1) I have tried to moths outside, but to no avail, so for now her diet is going to be PetSmart crickets. I heard mealworms aren't as good, or that you have to dangle them in front of them, but at any rate, I don't have the time to devote to raising feeder bugs.

How many crickets per feeding, and how many feedings per week?
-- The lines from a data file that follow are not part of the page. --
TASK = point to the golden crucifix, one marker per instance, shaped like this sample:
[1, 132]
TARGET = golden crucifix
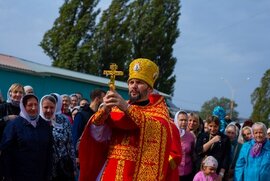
[112, 73]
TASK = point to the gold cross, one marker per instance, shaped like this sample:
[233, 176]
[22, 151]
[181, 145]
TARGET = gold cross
[113, 72]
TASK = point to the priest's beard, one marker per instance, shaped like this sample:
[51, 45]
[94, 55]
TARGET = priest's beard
[142, 96]
[135, 99]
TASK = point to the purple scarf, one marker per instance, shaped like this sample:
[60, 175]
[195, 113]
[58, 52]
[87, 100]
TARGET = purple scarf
[256, 149]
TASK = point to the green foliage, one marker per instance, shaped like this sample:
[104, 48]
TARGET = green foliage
[153, 33]
[128, 29]
[260, 99]
[74, 26]
[209, 106]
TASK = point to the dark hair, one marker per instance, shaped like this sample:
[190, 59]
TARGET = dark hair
[55, 96]
[50, 98]
[248, 122]
[211, 119]
[96, 93]
[26, 97]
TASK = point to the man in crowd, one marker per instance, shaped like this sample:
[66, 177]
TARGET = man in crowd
[131, 140]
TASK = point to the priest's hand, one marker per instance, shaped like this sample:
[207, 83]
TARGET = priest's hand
[112, 98]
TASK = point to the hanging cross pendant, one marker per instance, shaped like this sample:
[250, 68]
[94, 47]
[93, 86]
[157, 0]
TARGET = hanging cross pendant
[112, 73]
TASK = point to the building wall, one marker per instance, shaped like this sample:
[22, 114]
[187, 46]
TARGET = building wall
[44, 84]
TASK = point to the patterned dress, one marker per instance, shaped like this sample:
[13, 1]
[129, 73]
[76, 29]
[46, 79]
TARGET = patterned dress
[62, 141]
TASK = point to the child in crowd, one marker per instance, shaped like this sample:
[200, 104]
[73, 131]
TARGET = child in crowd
[208, 170]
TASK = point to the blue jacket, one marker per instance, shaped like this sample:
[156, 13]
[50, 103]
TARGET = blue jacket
[253, 169]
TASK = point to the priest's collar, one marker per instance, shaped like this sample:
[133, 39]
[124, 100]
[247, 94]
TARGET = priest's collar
[142, 103]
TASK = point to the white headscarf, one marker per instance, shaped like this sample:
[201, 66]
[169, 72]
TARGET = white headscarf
[181, 131]
[58, 103]
[41, 112]
[24, 114]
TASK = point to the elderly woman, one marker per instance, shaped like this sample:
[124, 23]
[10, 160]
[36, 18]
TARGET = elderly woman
[185, 169]
[247, 134]
[213, 143]
[253, 161]
[11, 109]
[232, 131]
[63, 151]
[27, 144]
[193, 124]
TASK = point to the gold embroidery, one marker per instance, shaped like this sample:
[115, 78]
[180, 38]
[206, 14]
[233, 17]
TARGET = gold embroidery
[120, 170]
[98, 117]
[123, 152]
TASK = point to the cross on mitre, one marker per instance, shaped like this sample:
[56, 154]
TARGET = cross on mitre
[112, 73]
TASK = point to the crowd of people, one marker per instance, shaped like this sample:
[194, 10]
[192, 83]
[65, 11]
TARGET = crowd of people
[69, 137]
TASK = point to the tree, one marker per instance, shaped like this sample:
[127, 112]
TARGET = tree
[111, 43]
[153, 33]
[260, 100]
[74, 26]
[209, 106]
[128, 29]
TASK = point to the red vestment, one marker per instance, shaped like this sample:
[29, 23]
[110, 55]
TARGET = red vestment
[140, 147]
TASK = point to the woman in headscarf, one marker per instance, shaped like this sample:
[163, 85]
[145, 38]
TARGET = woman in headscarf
[213, 143]
[11, 109]
[27, 144]
[185, 169]
[63, 151]
[253, 161]
[232, 131]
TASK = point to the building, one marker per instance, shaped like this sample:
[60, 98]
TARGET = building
[47, 79]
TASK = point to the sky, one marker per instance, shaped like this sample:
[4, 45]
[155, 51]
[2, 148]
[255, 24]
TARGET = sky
[222, 50]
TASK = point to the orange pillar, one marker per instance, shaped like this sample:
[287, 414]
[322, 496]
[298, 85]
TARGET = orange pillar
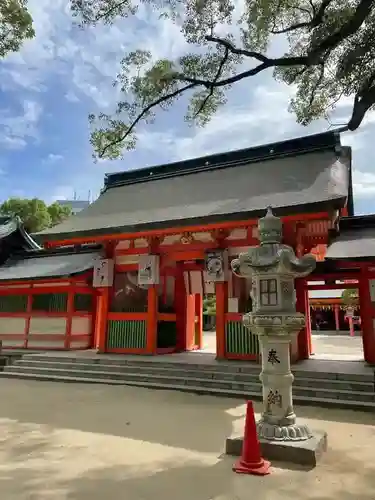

2) Water. It's very dry in SoCal, so do I really need to mist the enclosure every other day?

Thanks in advance,

Cameron


----------



## hibiscusmile (Nov 4, 2010)

Hey welcome and she still will need something a little bigger to live in, or how bout a house plant by a window would be fine, she will probably stay there if you feed her there. she needs water a spraying every day or let her drink off your finger. You can offer her all her meals, with tweezers, she is not eating cause she is either not happy with the confinment or getting ready to lay an ooth. Let mus know what u decide. :tt2:


----------



## Pet Duck Boy (Nov 4, 2010)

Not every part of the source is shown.